Wenn eine chronische Plazentainsuffizienz bei Dir festgestellt wurde, wird Dein Gynäkologe Dich häufiger sehen wollen, um regelmäßig sicherzustellen, dass es Deinem Kind gut geht.

Darüber hinaus wird er versuchen, die Ursache(n) für die Plazentainsuffizienz zu beheben. So können zum Beispiel bestehende Erkrankungen wie Diabetes oder Bluthochdruck medikamentös behandelt werden.

Wenn schädliche Verhaltensweisen wie Rauchen in der Schwangerschaft die Ursache für die Insuffizienz sind, ist es ganz wichtig, diese sofort einzustellen.

Auch bei einer normal verlaufenden Schwangerschaft solltest Du selbstverständlich nicht rauchen. Werden die Ursachen der Plazentainsuffizienz nicht behoben, kann es im weiteren Verlauf der Schwangerschaft zu einer ungenügenden Sauerstoffversorgung des Kindes kommen.

Ein Sauerstoffmangel schädigt alle Organe und kann schwere Entwicklungsstörungen bis hin zu Lähmungen und Behinderungen verursachen. Dein Gynäkologe wird alles tun, um eine Frühgeburt vor der 37. SSW zu verhindern.

Wenn es jedoch zu einer starken Verschlechterung der Plazentainsuffizienz kommt, wird das Kind, in der Regel per Kaiserschnitt, auf die Welt gebracht.

Plazentainsuffizienz verhindern – geht das?

Die Plazentainsuffizienz ist eine gefürchtete Komplikation in der Schwangerschaft. Du fragst Dich jetzt vielleicht, ob Du selbst etwas tun kannst, damit es erst gar nicht dazu kommt. Die Antwortet lautet: Jein. Ob es zu einer akuten Plazentainsuffizienz kommt, liegt nicht in Deinen Händen.

Bei jeder Geburt besteht ein Risiko, dass sich die Nabelschnur verknotet, sich die Plazenta frühzeitig ablöst oder es zu einer Insertio Velamentosa kommt. Die gute Nachricht ist jedoch, dass Du trotzdem Einiges tun kannst, um einer chronischen Plazentainsuffizienz vorzubeugen.

Wenn Du beispielsweise aufgrund von Bluthochdruck oder Diabetes ein höheres Risiko aufweist, sind regelmäßige Untersuchungen beim Gynäkologen besonders wichtig. So kann eine mögliche Funktionsstörung der Plazenta frühzeitig erkannt werden.

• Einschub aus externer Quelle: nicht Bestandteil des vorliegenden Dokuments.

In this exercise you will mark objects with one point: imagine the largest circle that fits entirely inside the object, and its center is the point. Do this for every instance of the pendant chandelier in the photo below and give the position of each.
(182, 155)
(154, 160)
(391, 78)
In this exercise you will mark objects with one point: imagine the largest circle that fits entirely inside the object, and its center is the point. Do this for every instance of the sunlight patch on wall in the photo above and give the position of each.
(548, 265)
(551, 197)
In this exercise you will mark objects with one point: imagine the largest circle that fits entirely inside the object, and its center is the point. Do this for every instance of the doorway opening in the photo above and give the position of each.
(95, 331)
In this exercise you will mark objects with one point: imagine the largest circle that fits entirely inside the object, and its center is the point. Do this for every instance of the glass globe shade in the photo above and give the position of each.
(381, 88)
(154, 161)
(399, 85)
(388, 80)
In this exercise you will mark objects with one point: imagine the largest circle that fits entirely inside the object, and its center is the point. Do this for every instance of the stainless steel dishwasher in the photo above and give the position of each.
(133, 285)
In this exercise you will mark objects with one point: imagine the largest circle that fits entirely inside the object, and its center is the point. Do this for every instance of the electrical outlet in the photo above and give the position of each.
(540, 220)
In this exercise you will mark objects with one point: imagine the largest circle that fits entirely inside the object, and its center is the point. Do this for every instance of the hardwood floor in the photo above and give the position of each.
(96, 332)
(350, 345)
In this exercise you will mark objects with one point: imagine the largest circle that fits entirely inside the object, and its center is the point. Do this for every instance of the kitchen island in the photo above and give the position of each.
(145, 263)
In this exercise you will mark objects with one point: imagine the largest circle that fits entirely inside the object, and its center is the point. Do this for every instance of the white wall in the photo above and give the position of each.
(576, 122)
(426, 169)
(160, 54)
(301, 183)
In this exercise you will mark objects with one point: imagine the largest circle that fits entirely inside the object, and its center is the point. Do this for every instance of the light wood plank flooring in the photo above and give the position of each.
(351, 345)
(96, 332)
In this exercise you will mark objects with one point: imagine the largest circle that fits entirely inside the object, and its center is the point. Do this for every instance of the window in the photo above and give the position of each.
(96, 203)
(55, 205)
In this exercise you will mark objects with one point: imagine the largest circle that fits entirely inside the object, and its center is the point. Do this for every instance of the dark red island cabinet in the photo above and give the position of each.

Darüber hinaus solltest Du von schädlichen Verhaltensweisen wie Tabak- oder Alkoholkonsum in der Schwangerschaft absehen. Wenn Du Dich gesund ernährst und regelmäßig untersuchen lässt, hat dein Kind die besten Chancen, gesund und munter auf die Welt zu kommen.

Plazentainsuffizienz auch beim 2. Kind möglich?

Viele Mütter, die in einer früheren Schwangerschaft an einer Plazentainsuffizienz gelitten haben, fragen sich, ob dasselbe auch bei den nächsten Kindern passieren wird. Eine Wiederholungswahrscheinlichkeit für eine Plazentainsuffizienz kann nicht benannt werden.

Wenn Du jedoch eine Vorgeschichte von Plazentainsuffizienz hast, insbesondere von der chronischen Form, ist es in späteren Schwangerschaften wichtig, regelmäßige Kontrolluntersuchungen durchführen zu lassen.

So kann die Plazenta engmaschig überwacht werden und etwaige Veränderungen werden früh erkannt. Also keine Angst: Die Ärzte sind heute so gut ausgebildet, dass sie solche Komplikationen sicher meistern können.